It’s just a stupid light bulb.

It’s just a stupid light bulb.

Strange topic for a blog post I know, but that’s what’s troubling me at the moment. A stupid light bulb. The one in the hallway blew out two nights ago and once again I have forgotten to replace it. The night arrives and darkness falls and suddenly the door to my lounge becomes like the door to a prison cell.

light-bulb_460x276

Probably a strange concept to those that aren’t afraid, not that I am afraid of the dark, that doesn’t bother me at all, it’s the vision the dark gives me. The mental flashbacks that get triggered by a light not working. It makes me so frustrated with myself, it doesn’t matter how often I tell myself he isn’t real, he can’t come any more. He does not exist, the child inside does not want to listen.

I lie on the sofa at night trying to sleep and all I can feel is the anticipation of his hands in my hair yanking my head back, his nails digging into my arms, or his teeth in my skin and everything else that follows. All because I forgot to change a stupid light bulb.

I can’t even go out there, not even to go to my kitchen to grab a drink or to my bathroom.

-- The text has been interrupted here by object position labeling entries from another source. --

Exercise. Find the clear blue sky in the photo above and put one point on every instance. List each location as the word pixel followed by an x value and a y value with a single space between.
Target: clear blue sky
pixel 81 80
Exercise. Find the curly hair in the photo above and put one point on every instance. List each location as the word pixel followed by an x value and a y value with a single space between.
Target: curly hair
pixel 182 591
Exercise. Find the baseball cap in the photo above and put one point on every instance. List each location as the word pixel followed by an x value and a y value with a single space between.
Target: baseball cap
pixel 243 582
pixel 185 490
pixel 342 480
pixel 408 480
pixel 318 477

It’s like being a child once again. Even sleeping alone at night is a task, all I want to do is sit up and check that he isn’t here, but no amount of checking reassures me, because what if this time when I close my eyes, he comes. I feel like I’m an adult with a child’s logic sometimes when it is like this.

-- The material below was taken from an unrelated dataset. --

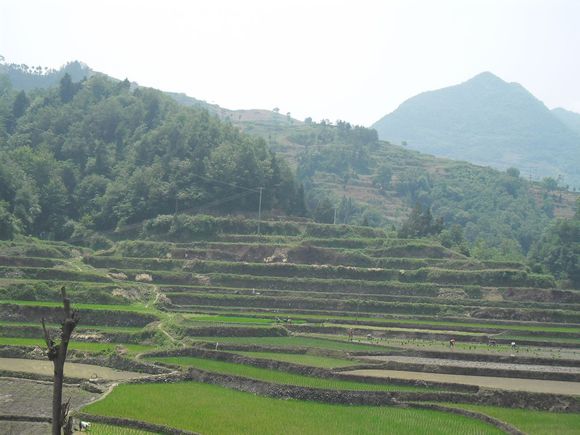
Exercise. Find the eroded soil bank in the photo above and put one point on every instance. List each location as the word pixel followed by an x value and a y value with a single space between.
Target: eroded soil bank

Once the night comes down, I know, no one will hear me scream and no one will come to help.

7 thoughts on “It’s just a stupid light bulb.

  1. Wishing you didn’t have to go through such torture.
    That I could be there right now, to change that bulb for you.
    And that the sunrise comes quickly for you.
    ~ Big tight hug ~

  2. I agree with Teresa. If I were there I would change that bulb and check all the rest. Then I would make sure that nothing would bring harm to you because I would stay there and hold you. You are constantly in my thoughts and prayers. I’m sorry that you have to have this experience. I do understand the darkness and what could be there. I am Bipolar with OCD and have been having night terrors for about a year and don’t know why. I will check on you later. Sending {{{HUGS}}}} and much love across the big pond!